Il meridiano terrestre come metro di paragone (2)
L’incarico di determinare con assoluta precisione la lunghezza del meridiano passante per Parigi fu affidato ai due astronomi Jean Baptiste Joseph Delambre e Pierre Francois André Méchain. Il loro compito consisteva nel misurare la distanza fra le città di Barcellona in Spagna e Dunkerque sul Canale della Manica, che si trovavano lungo il meridiano prescelto. Estrapolando da questa lunghezza la misura del quarto di meridiano, allo stesso modo con cui duemila anni prima Eratostene aveva fatto il suo calcolo, i due scienziati avrebbero determinato l’esatta dimensione del metro.
La spedizione partì nell’estate del 1792, in un clima di incertezza politica, con Méchain diretto a Sud, Delambre verso Nord e l’intenzione di arrivare alla conclusione in pochi mesi. Ciascun astronomo era accompagnato da un paio di assistenti e portava con sé un nuovo strumento per misurare gli angoli, di una precisione mai raggiunta prima: il circolo a riflessione. Il lavoro pratico consisteva in effetti nella misura di un gran numero di angoli, che avrebbero permesso di ricostruire le distanze tramite il metodo della triangolazione: l’area intorno alla distanza da misurare veniva suddivisa in tanti triangoli adiacenti; partendo da una linea base, corrispondente al lato del primo triangolo, e misurando tutti gli angoli di quelli successivi, se ne potevano ricavare i lati, che sommati opportunamente avrebbero dato la distanza complessiva.
Per misurare questi angoli si sceglievano, come vertici dei triangoli, luoghi elevati che fossero facilmente visibili dalle stazioni adiacenti: colline, torri, campanili, eccetera.
Fin dall’inizio però l’avanzamento delle misurazioni fu rallentato dalla confusione della situazione politica: i contadini vedevano negli uomini della spedizione di volta in volta dei monarchici restauratori, delle spie straniere o degli esattori di nuovi tributi, mentre Méchain fu bloccato in Spagna in seguito allo scoppio della guerra che la vedeva contrapposta alla Francia.

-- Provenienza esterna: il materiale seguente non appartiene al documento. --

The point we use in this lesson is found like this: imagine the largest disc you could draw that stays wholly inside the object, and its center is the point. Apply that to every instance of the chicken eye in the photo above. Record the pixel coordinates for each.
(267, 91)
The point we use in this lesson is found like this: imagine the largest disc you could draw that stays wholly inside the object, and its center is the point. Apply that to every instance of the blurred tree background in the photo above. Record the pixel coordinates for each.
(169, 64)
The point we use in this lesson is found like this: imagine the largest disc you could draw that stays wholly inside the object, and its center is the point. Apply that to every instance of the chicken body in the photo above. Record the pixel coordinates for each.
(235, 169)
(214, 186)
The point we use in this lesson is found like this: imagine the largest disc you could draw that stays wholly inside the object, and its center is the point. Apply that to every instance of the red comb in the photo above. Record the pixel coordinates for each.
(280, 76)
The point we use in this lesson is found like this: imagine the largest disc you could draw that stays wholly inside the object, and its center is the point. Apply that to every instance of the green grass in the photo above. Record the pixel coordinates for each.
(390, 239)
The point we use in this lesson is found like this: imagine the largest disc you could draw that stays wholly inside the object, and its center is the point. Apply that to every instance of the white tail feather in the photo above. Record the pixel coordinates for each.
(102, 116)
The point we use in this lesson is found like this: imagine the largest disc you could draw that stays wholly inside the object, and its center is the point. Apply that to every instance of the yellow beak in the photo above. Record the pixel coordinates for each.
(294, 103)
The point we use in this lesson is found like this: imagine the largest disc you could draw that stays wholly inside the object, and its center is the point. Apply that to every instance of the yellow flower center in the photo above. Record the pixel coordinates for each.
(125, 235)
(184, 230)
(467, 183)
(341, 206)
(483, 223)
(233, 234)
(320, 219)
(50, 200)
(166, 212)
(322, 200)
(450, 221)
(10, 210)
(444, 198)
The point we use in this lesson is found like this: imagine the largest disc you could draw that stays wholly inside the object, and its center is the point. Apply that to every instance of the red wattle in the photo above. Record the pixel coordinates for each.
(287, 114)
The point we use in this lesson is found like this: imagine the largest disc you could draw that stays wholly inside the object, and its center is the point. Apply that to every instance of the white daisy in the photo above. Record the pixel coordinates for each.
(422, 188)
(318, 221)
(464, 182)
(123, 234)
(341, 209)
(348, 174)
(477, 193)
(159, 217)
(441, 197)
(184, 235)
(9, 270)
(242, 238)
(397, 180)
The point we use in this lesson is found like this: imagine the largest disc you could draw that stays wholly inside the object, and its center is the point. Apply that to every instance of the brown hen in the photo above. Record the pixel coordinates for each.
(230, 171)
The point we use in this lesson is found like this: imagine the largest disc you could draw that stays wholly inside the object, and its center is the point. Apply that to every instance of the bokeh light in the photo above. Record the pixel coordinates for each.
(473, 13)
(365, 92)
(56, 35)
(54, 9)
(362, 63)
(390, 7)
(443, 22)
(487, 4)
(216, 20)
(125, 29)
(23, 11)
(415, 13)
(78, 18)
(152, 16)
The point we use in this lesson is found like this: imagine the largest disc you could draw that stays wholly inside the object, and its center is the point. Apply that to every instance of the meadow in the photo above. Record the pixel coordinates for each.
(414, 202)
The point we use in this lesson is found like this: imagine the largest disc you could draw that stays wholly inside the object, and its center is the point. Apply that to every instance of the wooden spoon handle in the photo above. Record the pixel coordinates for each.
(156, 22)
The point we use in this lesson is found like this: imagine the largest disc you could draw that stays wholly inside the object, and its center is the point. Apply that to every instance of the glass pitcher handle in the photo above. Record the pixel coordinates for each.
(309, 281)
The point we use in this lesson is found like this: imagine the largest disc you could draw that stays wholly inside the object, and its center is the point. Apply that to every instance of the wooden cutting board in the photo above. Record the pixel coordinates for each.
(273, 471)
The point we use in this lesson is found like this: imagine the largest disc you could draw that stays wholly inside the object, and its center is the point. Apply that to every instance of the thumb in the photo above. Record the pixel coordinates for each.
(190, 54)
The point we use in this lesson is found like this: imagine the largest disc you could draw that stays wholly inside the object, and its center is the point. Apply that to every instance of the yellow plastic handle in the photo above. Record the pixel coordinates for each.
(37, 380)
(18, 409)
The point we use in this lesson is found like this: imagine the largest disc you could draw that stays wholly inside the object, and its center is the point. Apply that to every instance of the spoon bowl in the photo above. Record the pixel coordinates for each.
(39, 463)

Le peripezie della spedizione si conclusero ben sette anni dopo, nel 1799, con una conferenza internazionale di scienziati che sancì l’entrata in vigore del sistema metrico decimale. L’adozione di questo sistema di misura non fu priva di difficoltà negli altri Paesi europei e anche in Francia sarà revocata fra il 1812 e il 1840. Solo la fine del XIX secolo vedrà affermarsi irrevocabilmente il metro come unità di misura, grazie anche alla decisiva “Convenzione del metro” del 1875.
La spedizione del meridiano avrà anche risvolti inattesi: Méchain durante il suo lavoro aveva scoperto che alcune sue misure non erano coerenti; temeva di aver commesso un errore di cui non riusciva a trovare la causa e ne fu ossessionato per il resto della vita. Questo tormento rispecchia l’atteggiamento che Méchain et Delambre, come gli scienziati della loro epoca, avevano nei confronti della misura: essi aspiravano alla perfezione e pensavano che l’errore si sarebbe potuto eliminare con la meticolosità e la precisione. Gli scienziati contemporanei sanno che l’errore è una componente ineluttabile del processo di misura e che, anzi, un’attenta valutazione dell’errore può avvicinare al valore reale. E la scienza del diciannovesimo secolo, che elaborerà la teoria degli errori partendo anche dagli stimoli ricevuti dalla grande impresa di misurazione del meridiano, mostrerà che l’incongruenza di Méchain non era affatto sostanziale.
Il metro ricavato dalle misure di Delambre e Méchain rimane ancora oggi la misura di riferimento per tutti gli strumenti che noi utilizziamo, anche se il tempo ha mostrato che la definizione di quarantamilionesima parte di meridiano non è sufficientemente accurata ed è stata sostituita più volte con espressioni più raffinate: oggi il metro è definito come la distanza percorsa dalla luce nel vuoto in un 299.792.458esimo di secondo.